Durante o manuseio do sangue, alguns elementos incluem a prevenção de condições para que a transfusão de sangue seja evitável, através da promoção da saúde e identificação precoce das condições que resultem a necessidade de transfusão. Isso inclui boas práticas cirúrgicas, técnicas anestésicas que minimizem a perda sanguínea e o uso de métodos de conservação do sangue.
Entenda o julgamento
Como os fiéis se recusam a receber transfusão de sangue, seguindo os preceitos da religião, há o ajuizamento de processos buscando reconhecer o direito ao respeito e proteção à liberdade religiosa.

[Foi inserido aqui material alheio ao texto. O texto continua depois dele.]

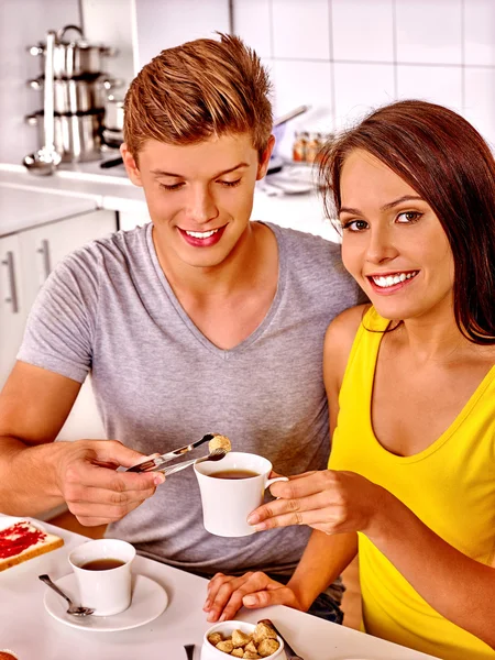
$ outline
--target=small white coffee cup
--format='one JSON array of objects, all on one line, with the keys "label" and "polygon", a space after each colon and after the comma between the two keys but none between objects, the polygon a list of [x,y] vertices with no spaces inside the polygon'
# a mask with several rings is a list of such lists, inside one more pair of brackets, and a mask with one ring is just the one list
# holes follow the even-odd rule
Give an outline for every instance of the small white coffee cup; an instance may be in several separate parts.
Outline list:
[{"label": "small white coffee cup", "polygon": [[[69,554],[79,586],[79,598],[85,607],[95,609],[94,616],[110,616],[123,612],[131,604],[131,564],[135,548],[119,539],[98,539],[78,546]],[[90,562],[116,560],[117,568],[91,570]]]},{"label": "small white coffee cup", "polygon": [[[251,472],[248,479],[218,479],[221,472]],[[286,476],[268,479],[272,463],[256,454],[229,452],[221,461],[198,463],[195,473],[202,503],[205,529],[222,537],[242,537],[255,534],[248,516],[263,504],[265,490]]]}]

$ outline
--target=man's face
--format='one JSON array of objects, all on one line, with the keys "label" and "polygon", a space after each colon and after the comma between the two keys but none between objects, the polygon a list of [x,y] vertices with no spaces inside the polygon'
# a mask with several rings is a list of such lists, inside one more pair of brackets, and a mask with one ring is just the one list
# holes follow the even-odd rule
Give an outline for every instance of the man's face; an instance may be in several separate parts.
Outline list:
[{"label": "man's face", "polygon": [[128,174],[144,189],[162,254],[194,267],[232,258],[245,237],[254,185],[266,174],[272,147],[271,139],[260,162],[244,133],[189,145],[147,140],[136,165],[123,145]]}]

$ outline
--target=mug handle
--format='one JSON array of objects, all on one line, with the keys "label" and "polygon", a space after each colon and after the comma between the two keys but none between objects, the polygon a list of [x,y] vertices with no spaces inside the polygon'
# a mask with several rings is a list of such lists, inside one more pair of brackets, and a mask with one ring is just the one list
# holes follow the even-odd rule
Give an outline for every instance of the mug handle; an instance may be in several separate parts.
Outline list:
[{"label": "mug handle", "polygon": [[277,476],[275,479],[268,479],[268,481],[266,482],[265,490],[277,481],[288,481],[288,476]]}]

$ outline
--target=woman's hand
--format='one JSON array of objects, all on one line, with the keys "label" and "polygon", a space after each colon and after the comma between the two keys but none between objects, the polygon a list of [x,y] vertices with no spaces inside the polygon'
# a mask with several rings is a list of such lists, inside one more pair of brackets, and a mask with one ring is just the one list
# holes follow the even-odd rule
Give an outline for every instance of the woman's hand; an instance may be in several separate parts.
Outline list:
[{"label": "woman's hand", "polygon": [[217,573],[208,584],[208,595],[202,609],[211,623],[232,619],[244,605],[251,609],[268,605],[287,605],[302,609],[295,593],[285,584],[268,578],[265,573],[244,573],[232,578]]},{"label": "woman's hand", "polygon": [[370,532],[386,514],[387,491],[354,472],[308,472],[271,486],[278,499],[264,504],[248,518],[256,531],[308,525],[326,534]]}]

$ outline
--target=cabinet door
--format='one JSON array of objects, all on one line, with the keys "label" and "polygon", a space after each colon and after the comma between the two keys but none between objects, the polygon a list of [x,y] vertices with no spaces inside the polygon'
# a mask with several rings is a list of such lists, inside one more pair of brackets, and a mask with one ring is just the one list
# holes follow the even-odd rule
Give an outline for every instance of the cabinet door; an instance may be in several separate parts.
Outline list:
[{"label": "cabinet door", "polygon": [[[94,211],[36,227],[20,234],[24,265],[23,289],[29,306],[33,304],[50,272],[64,256],[85,243],[108,235],[116,231],[116,228],[113,211]],[[84,383],[58,438],[105,438],[89,378]]]},{"label": "cabinet door", "polygon": [[21,286],[21,251],[16,234],[0,239],[0,389],[15,362],[28,308]]},{"label": "cabinet door", "polygon": [[113,211],[92,211],[19,234],[23,261],[23,292],[29,307],[57,263],[95,239],[116,231]]}]

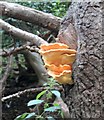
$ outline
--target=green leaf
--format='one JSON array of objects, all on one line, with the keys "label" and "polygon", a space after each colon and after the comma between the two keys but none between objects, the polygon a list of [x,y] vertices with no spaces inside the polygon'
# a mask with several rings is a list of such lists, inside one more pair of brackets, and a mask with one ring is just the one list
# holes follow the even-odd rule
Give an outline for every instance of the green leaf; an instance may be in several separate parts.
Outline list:
[{"label": "green leaf", "polygon": [[56,97],[58,97],[58,98],[61,97],[61,94],[60,94],[59,91],[57,91],[57,90],[52,90],[51,92],[52,92]]},{"label": "green leaf", "polygon": [[45,112],[55,112],[56,110],[60,110],[60,106],[53,106],[45,109]]},{"label": "green leaf", "polygon": [[44,100],[31,100],[28,102],[27,106],[41,104],[42,102],[44,102]]},{"label": "green leaf", "polygon": [[37,96],[36,99],[39,99],[42,95],[44,95],[46,93],[47,90],[44,90],[42,92],[40,92]]},{"label": "green leaf", "polygon": [[26,116],[25,119],[31,118],[31,117],[33,117],[33,116],[35,116],[35,113],[29,113],[29,114]]},{"label": "green leaf", "polygon": [[22,115],[17,116],[14,120],[24,120],[29,113],[23,113]]},{"label": "green leaf", "polygon": [[48,120],[55,120],[52,116],[47,117]]}]

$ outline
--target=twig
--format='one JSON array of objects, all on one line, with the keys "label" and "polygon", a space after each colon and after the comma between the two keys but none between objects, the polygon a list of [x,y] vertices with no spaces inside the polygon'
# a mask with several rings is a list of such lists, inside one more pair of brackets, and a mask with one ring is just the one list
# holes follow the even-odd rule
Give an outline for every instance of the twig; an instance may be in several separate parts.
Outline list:
[{"label": "twig", "polygon": [[[47,89],[47,87],[39,87],[39,88],[26,89],[26,90],[24,90],[24,91],[20,91],[20,92],[17,92],[17,93],[15,93],[15,94],[12,94],[12,95],[3,97],[3,98],[1,99],[1,101],[3,102],[3,101],[6,101],[6,100],[8,100],[8,99],[15,98],[15,97],[18,98],[18,97],[20,97],[21,95],[23,95],[23,94],[25,94],[25,93],[28,94],[28,93],[31,93],[31,92],[41,92],[41,91],[46,90],[46,89]],[[55,89],[55,90],[59,90],[59,91],[63,91],[62,86],[55,87],[54,89]]]},{"label": "twig", "polygon": [[11,71],[12,58],[13,58],[13,56],[11,55],[9,57],[9,62],[8,62],[8,65],[7,65],[7,69],[6,69],[6,71],[5,71],[4,75],[3,75],[3,78],[0,80],[0,82],[2,83],[2,86],[3,86],[3,89],[5,88],[5,82],[6,82],[8,76],[9,76],[9,73]]},{"label": "twig", "polygon": [[26,49],[31,51],[31,52],[38,52],[39,51],[39,48],[37,48],[37,47],[31,47],[29,45],[23,45],[21,47],[11,48],[11,50],[3,50],[0,53],[0,56],[7,57],[7,56],[12,55],[12,54],[17,54],[18,52],[21,52],[21,51],[26,50]]}]

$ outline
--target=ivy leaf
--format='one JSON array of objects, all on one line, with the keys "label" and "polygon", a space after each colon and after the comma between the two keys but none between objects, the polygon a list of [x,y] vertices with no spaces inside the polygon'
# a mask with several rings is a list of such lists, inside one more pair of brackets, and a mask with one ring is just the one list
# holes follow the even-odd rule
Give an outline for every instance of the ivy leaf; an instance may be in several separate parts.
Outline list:
[{"label": "ivy leaf", "polygon": [[61,109],[60,106],[53,106],[45,109],[45,112],[55,112],[56,110]]},{"label": "ivy leaf", "polygon": [[28,102],[27,106],[41,104],[42,102],[44,102],[44,100],[31,100]]},{"label": "ivy leaf", "polygon": [[55,120],[52,116],[47,117],[48,120]]},{"label": "ivy leaf", "polygon": [[61,97],[61,94],[60,94],[59,91],[57,91],[57,90],[52,90],[51,92],[52,92],[56,97],[58,97],[58,98]]},{"label": "ivy leaf", "polygon": [[24,120],[29,113],[23,113],[22,115],[17,116],[14,120]]},{"label": "ivy leaf", "polygon": [[44,90],[42,92],[40,92],[37,96],[36,99],[38,100],[42,95],[44,95],[46,93],[47,90]]},{"label": "ivy leaf", "polygon": [[33,116],[35,116],[35,113],[29,113],[29,114],[26,116],[25,119],[29,119],[29,118],[31,118],[31,117],[33,117]]}]

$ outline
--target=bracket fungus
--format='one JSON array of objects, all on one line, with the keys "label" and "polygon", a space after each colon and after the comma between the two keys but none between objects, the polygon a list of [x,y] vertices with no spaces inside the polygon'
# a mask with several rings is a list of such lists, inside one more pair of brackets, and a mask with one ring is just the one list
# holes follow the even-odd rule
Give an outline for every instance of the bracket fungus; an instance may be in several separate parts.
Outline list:
[{"label": "bracket fungus", "polygon": [[73,83],[72,64],[76,50],[63,43],[50,43],[42,44],[39,52],[50,76],[61,84]]}]

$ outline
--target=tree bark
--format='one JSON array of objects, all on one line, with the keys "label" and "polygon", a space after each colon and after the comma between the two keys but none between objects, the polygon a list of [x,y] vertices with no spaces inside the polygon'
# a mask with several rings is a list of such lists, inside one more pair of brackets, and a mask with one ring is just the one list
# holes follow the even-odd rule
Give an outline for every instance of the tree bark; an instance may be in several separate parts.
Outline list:
[{"label": "tree bark", "polygon": [[[72,2],[77,32],[77,56],[73,65],[74,87],[66,86],[70,118],[103,118],[102,2]],[[66,21],[70,19],[70,9]],[[63,23],[62,23],[63,24]],[[68,22],[70,24],[70,20]],[[70,32],[70,31],[69,31]]]},{"label": "tree bark", "polygon": [[58,32],[61,18],[16,3],[0,2],[2,15]]}]

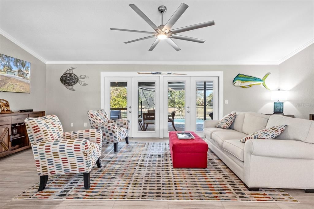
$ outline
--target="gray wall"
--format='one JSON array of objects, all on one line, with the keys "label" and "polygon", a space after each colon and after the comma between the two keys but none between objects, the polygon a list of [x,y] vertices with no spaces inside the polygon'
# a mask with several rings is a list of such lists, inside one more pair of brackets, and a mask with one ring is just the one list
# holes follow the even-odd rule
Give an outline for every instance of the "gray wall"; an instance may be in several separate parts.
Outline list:
[{"label": "gray wall", "polygon": [[[76,67],[74,72],[89,77],[88,85],[77,84],[77,91],[69,90],[60,82],[60,77],[68,68]],[[87,111],[100,108],[100,72],[103,71],[184,71],[223,72],[223,114],[232,110],[272,113],[273,104],[270,91],[261,85],[249,88],[236,87],[232,84],[238,73],[263,78],[265,74],[271,74],[266,79],[271,89],[278,86],[278,65],[172,65],[47,64],[46,66],[46,110],[47,114],[55,114],[60,118],[66,131],[84,129],[84,122],[89,127]],[[228,99],[228,104],[225,104]],[[74,126],[70,127],[73,122]]]},{"label": "gray wall", "polygon": [[279,86],[289,91],[285,114],[308,119],[314,113],[314,44],[279,65]]},{"label": "gray wall", "polygon": [[0,53],[30,62],[30,93],[0,92],[0,99],[8,100],[11,110],[46,109],[46,65],[2,35]]}]

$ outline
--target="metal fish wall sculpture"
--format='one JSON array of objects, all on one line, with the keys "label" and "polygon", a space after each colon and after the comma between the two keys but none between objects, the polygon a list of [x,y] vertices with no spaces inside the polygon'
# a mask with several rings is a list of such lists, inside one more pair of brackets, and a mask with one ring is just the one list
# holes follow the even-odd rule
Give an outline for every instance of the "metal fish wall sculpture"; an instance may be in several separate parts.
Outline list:
[{"label": "metal fish wall sculpture", "polygon": [[60,81],[63,85],[68,89],[71,91],[76,91],[73,86],[78,83],[82,86],[86,86],[87,84],[84,80],[86,78],[89,78],[87,76],[82,75],[79,76],[74,74],[74,69],[76,67],[72,67],[67,70],[60,78]]},{"label": "metal fish wall sculpture", "polygon": [[266,89],[269,90],[270,89],[265,83],[265,80],[270,74],[270,72],[266,73],[263,79],[246,75],[239,74],[233,79],[233,85],[242,88],[248,88],[249,87],[252,87],[253,85],[260,85],[261,84]]}]

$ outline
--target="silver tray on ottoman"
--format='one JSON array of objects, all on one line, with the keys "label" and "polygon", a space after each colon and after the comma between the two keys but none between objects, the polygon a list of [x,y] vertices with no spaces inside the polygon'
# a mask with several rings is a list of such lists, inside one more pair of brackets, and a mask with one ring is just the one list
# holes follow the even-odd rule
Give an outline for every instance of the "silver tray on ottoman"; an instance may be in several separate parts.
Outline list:
[{"label": "silver tray on ottoman", "polygon": [[191,132],[177,132],[176,134],[179,139],[194,139],[195,138]]}]

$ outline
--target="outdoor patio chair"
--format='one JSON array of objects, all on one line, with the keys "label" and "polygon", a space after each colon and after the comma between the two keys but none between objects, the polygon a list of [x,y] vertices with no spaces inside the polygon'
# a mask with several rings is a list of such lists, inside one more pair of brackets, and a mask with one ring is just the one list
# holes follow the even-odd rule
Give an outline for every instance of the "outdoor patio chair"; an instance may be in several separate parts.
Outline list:
[{"label": "outdoor patio chair", "polygon": [[[143,113],[143,129],[146,131],[149,125],[155,125],[155,113]],[[146,126],[146,127],[145,127]]]},{"label": "outdoor patio chair", "polygon": [[[170,114],[170,115],[168,115],[168,122],[170,122],[172,124],[172,127],[173,127],[175,131],[176,131],[176,127],[175,127],[175,116],[176,115],[176,111],[172,111],[171,113],[171,114]],[[171,118],[169,117],[169,116],[171,117]]]},{"label": "outdoor patio chair", "polygon": [[117,119],[121,119],[121,118],[122,118],[122,115],[121,110],[110,110],[110,120],[116,120]]}]

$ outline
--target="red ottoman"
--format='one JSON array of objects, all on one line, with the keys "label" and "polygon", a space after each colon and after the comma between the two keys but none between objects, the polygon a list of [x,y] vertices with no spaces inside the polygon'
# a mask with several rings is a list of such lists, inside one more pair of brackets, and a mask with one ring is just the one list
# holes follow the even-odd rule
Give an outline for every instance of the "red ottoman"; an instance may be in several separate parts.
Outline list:
[{"label": "red ottoman", "polygon": [[179,139],[177,132],[169,133],[169,145],[174,168],[207,168],[207,143],[190,131],[194,139]]}]

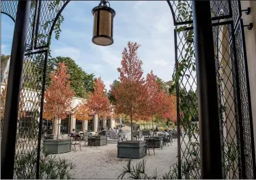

O julgamento aprecia a obrigação do Estado em custear tratamento alternativo, para que as pessoas que decidam não utilizar a transfusão de sangue, por motivo religioso, possam ser atendidas pelo sistema público.
A corte analisa dois casos. O primeiro se trata de uma mulher que se recusou a conceder autorização para transfusão de sangue durante cirurgia cardíaca, em Maceió. O hospital não realizou o procedimento diante da negativa. O segundo caso envolve um homem que pediu o custeio de uma cirurgia ortopédica.
O Supremo Tribunal Federal (STF) tem cinco votos a favor de reconhecer que é possível se recusar a passar por um procedimento médico específico por razões religiosas. Os processos são relatados pelos ministros Luís Roberto Barroso e Gilmar Mendes.
Os magistrados apresentaram propostas de teses específicas para cada caso, mas que vão no mesmo sentido de garantir o direito de recusa ao tratamento.
O processo relatado por Gilmar Mendes é o caso envolvendo a cirurgia cardíaca, enquanto Barroso relata o caso envolvendo a obrigação do SUS em custear o procedimento alternativo.
Segundo Barroso, que relata um dos casos, o direito à recusa de transfusão de sangue por convicção religiosa tem fundamento nos princípios constitucionais da dignidade da pessoa humana e a da liberdade de religião. O ministro também defende a tese da OMS, que recomenda a adoção de procedimento alternativo à transfusão de sangue.